In this subsection, the results of the user study are discussed referring to the questions which have been formulated in the introduction of this section.

Assistance policies during obstacle avoidance

In order to evaluate if the use of adaptive assistance is more comfortable when moving around an obstacle, the results for the internal forces, physical dominance and power-based effort were analyzed in the off-path region. Figure 10 and Table 5 show that *LA, InH* and *InL* lead to very similar internal forces. Also for the comparisons *LA ↔ nPH* and *LA ↔ nP L* no statistically significant difference was found. Due to the high scattering within the assistance policies, no significant difference between *MA, HA, nPH, nP L, T kH, T kL* was found either. However, the boxplot [Figure 10] permits to conclude that for *T kH, T kL* the internal force is rather high and *nPH, nP L* are somewhere between *T kH, T kL* and *InH, InL*.

In terms of P D_{12}, the result of the post-hoc test is very similar to fi (see Table 6]. From the boxplot (see Figure 11], it can be concluded that *LA, InH* and *InL* make the human more dominant when moving around the obstacle. *T kH, T kL* make the master robot more dominant and *nPH, nP L* can be seen somewhere between *T kH, T kL and InH, InL*.

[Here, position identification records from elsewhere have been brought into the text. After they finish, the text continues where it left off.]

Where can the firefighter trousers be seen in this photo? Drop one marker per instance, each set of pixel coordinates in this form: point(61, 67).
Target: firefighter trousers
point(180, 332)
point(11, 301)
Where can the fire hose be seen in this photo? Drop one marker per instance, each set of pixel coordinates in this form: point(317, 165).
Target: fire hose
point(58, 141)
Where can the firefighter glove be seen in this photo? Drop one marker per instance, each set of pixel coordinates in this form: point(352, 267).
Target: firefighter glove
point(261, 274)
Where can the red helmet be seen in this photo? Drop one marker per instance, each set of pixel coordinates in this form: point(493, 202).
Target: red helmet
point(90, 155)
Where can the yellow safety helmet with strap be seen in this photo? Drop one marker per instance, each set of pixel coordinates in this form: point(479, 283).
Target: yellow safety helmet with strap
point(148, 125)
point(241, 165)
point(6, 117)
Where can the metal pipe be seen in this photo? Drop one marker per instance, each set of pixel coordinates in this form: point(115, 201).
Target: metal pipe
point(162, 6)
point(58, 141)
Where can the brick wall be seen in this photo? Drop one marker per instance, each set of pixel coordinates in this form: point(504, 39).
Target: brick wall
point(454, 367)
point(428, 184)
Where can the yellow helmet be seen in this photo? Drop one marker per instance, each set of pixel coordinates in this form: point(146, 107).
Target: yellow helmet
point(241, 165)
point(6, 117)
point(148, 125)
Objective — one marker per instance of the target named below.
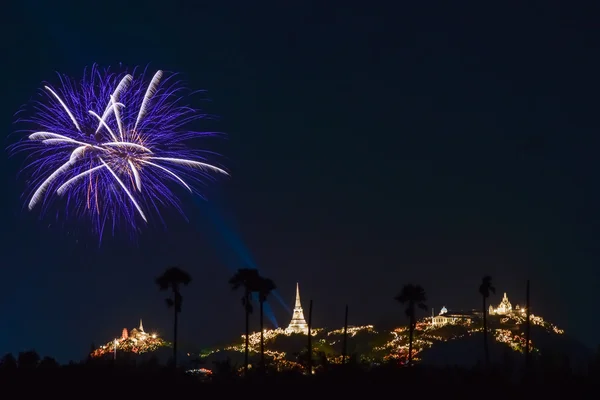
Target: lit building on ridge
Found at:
(297, 324)
(505, 308)
(445, 317)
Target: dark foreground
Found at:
(97, 382)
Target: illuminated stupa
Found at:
(297, 324)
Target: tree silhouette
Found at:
(413, 296)
(265, 287)
(172, 279)
(485, 288)
(248, 279)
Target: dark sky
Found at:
(371, 145)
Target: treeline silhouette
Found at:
(544, 375)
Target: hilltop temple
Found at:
(505, 308)
(297, 324)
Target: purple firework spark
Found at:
(113, 147)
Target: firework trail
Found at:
(113, 148)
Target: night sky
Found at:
(370, 146)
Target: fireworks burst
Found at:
(113, 148)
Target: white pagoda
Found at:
(297, 324)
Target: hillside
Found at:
(456, 341)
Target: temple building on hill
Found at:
(297, 324)
(505, 308)
(445, 317)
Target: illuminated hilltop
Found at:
(283, 347)
(135, 341)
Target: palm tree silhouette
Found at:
(265, 287)
(484, 289)
(172, 279)
(248, 279)
(413, 296)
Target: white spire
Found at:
(298, 304)
(298, 324)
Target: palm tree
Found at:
(413, 296)
(484, 289)
(265, 287)
(172, 279)
(248, 279)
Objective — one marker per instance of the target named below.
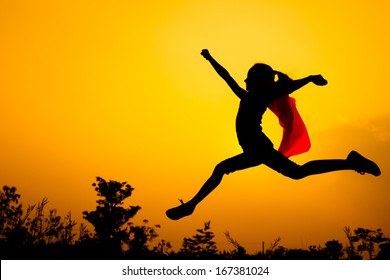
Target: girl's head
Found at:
(260, 76)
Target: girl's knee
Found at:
(223, 168)
(295, 172)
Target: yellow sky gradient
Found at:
(118, 89)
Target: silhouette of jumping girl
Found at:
(261, 92)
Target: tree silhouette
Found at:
(201, 245)
(368, 239)
(111, 217)
(334, 249)
(139, 236)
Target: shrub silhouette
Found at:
(201, 245)
(111, 217)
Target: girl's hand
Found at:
(206, 54)
(319, 80)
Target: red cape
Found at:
(295, 138)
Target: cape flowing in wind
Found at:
(295, 138)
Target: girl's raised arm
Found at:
(287, 85)
(240, 92)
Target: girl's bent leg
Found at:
(239, 162)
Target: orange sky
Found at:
(119, 90)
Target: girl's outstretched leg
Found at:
(241, 161)
(354, 161)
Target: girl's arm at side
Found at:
(224, 74)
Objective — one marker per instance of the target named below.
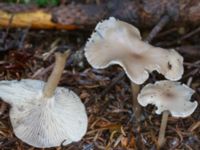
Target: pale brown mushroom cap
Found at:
(168, 96)
(117, 42)
(44, 122)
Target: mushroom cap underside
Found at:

For the analysis of the power-based effort, no clear conclusions can be made. The statistical analysis of MAP_{1} and MAP_{d} does not indicate significant differences between the assistance policies. Regarding the boxplots (see Figure 13], it can be observed that high constant assistance policies demand more power. For the adaptive assistance policies, however, such a tendency is not observed. Finally, it can be concluded that adaptive assistance can be as comfortable as *LA* in terms of internal force and physical dominance when moving around the obstacle if a reward structure with preference on interaction performance is used. The power-based effort of the human operator, however, is similar for all assistance policies.

Influence of the learning rate

The statistical analysis of the results of the user study does not reveal a significant difference in the comparisons *nP L ↔ nPH, T kL ↔ T kH* and *InL ↔ InH* for any of the evaluation metrics. Also, just having a look at the mean values of the boxplots does not show a clear tendency of how the learning rate might affect the teleoperation task. No clear statement about the influence of the learning rate in the teleoperation task can be made.

6. Conclusion

This paper has proposed a sensorless Drift-Diffusion adaptive haptic assistance scheme for bilateral teleoperation tasks. A data-driven Neural-Network based observer is proposed and a method to train the NDOB is recommended. The main objective of this paper is to study the effect of adding adaptation to the assistance scheme, hence no communication delays were considered. An interesting feature of the proposed estimation method is that the data-driven approach is used only to estimate the user’s exerted force, while the master device’s dynamics are estimated using the NDOB, which is model based. This allows us to cater for different uncertainties while still retaining some knowledge about the system.

The necessity of an appropriate parametrization of the adaptive assistance for every particular application has been stated in [^{6}]. In general, the data of this type of user study suffers from high scattering and thus, only very limited conclusions can be made. The high scattering is a consequence of the marked differences that exist between human operators, which translates into very different behaviors for the same teleoperation task. This highlights a challenging problem designing appropriate assistance schemes for human operators in telerobotics. Although this study does not allow for strong conclusions to be drawn with respect to the benefit of having adaptive assistance, it was observed that some benefits (e.g., lower interaction forces and less variability) can be obtained over static assistance.

Regarding the sensorless human force estimation, future work may be carried out to obtain a more accurate estimation. One influencing factor of the estimation is the accuracy of the velocity, which may be improved by more accurate online differentiation techniques. The other factor is having a model of the master robot which covers all its dynamics, including disturbing effects such as friction.